Defect tech tested
A new building assessment tool uses eye-tracking to spot mistakes.
Building defects account for up to 60 per cent of construction costs, resulting in significant budget blowouts, but new eye-tracking technologies are being developed by the University of South Australia to address the issue.
The technology, embedded in 3D headsets, is designed to help construction workers undertake more thorough checklists and identify building defects early in the construction process, potentially saving companies millions of dollars, time, and resources.
The tool combines building information modelling and eye gaze data captured during a standard building inspection.
“The augmented reality headsets shoot laser beams out of the bottom of the user’s eye to track where they are looking in a 3D model when they do a building inspection,” says computer scientist Dr James Walsh.

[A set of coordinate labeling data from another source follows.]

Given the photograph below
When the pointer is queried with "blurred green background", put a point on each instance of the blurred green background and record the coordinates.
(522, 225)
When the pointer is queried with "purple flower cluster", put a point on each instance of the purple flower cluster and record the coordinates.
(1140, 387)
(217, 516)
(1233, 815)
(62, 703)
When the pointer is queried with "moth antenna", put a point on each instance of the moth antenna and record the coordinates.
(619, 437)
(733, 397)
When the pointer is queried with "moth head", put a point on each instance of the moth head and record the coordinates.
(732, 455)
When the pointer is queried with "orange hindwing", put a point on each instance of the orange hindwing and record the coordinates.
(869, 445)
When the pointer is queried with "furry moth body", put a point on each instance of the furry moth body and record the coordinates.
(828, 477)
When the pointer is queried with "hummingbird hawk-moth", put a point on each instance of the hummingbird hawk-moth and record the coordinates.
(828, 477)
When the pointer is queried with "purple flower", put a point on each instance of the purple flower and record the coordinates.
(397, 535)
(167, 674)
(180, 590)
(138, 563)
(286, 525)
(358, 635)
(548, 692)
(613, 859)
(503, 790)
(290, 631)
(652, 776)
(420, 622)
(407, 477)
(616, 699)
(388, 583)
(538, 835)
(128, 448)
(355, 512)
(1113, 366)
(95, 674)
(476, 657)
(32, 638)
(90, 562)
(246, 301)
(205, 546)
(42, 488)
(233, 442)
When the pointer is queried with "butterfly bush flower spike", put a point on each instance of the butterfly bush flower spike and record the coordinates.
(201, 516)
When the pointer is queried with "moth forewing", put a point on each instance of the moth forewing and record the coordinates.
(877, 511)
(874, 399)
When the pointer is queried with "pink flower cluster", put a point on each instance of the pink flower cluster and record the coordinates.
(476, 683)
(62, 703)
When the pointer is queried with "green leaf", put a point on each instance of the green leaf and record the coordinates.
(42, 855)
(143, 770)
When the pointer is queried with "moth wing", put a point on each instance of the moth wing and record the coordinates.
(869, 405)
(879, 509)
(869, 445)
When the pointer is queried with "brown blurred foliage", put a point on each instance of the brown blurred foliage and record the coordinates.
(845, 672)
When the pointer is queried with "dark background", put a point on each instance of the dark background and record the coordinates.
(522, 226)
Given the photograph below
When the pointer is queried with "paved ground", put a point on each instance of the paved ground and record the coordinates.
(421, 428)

The eye-tracking technology validates the checklist process, ensuring that construction workers are doing a thorough inspection by matching their eye gaze data against the 3D architectural building model.
“The tool ensures that people doing a building inspection are not just walking through a room, but spending enough time to thoroughly check essential elements, identifying that light switches, taps, cables, or pipes are the correct ones and are properly installed,” he said.
“Depending on the nature of the build, whether it’s bespoke or more standardised, the temptation is to tick checklist boxes without doing a rigid inspection, and that can cost thousands of dollars if defects are not picked up early on.”
Dr Walsh says the eye-tracking data does not replace a checklist, but validates it, so defects must still be manually recorded.
“For the construction industry, at the end of the day it’s all about costs and timelines. The earlier we can identify what has gone wrong, the quicker we can fix it and the cheaper it is going to be to remedy it.”
The researchers are working with construction partners to evaluate the tool on site over the life cycle of a building project.
“One of the great things about this project is that it’s an example of how our PhD students and researchers are working on real-world applied problems that can help industry now, not in 10 or 20 years,” Dr Walsh says.
Much of the work was undertaken by University of South Australia PhD student Kieran May.